The Thirty-Nine Steps (Novel) Metaphors and Similes

The Jewish Conspiracy

The Jewish Conspiracy plays a big part in this spy novel about Germany—and it’s set during the First World War! That fact alone should give you some indication of the state of things that allowed there to be a Second World War with Germany at the center of the threat:

"if you’re on the biggest kind of job and are bound to get to the real boss, ten to one you are brought up against a little white-faced Jew in a bath-chair with an eye like a rattlesnake."

"it is all pure Rider Haggard and Conan Doyle"

Arthur Conan Doyle, of course, is the inventor of Sherlock Holmes. H. Rider Haggard is the author of novels that influenced Raiders of the Lost Ark. Near the beginning of the novel, one man relates an exciting tale to another to which the other compares what he has just heard as being something like a cross between Sherlock Holmes and King’s Solomon’s Mines.

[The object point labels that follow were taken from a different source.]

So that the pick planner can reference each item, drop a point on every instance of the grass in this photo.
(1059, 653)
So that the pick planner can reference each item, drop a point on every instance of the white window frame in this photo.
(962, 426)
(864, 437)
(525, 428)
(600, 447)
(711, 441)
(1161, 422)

To put it mildly, he is somewhat impressed.

Character Description

Buchan demonstrates a true mastery of metaphorical language when it comes to delineating character. Previously, the narrator had expressed the view that a certain plump little man seemed benevolent. Later, he actually wonders in narration where the benevolence could possibly have been when the man shows his true character:

"He was sheer brain, icy, cool, calculating, as ruthless as a steam hammer...His jaw was like chilled steel, and his eyes had the inhuman luminosity of a bird’s."

A Touch of Humor

In addition to revealing much about another character, his use of metaphor is also used for humor when appropriate. The following example not only gives insight into the other person, but expands upon the character of the narrator:

"He had about as much gift of the gab as a hippopotamus, and was not a great hand at valeting, but I knew I could count on his loyalty."

The Politics of Narration

After listening to a speech about how the so-called “German menace” was just an elaborate Tory invention designed expressly for the purposes of economic exploitation, the political leanings of the narrator are made abundantly clear through his immediate unexpressed review of what he has just heard:

"You could see the niceness of the chap shining out behind the muck with which he had been spoon-fed."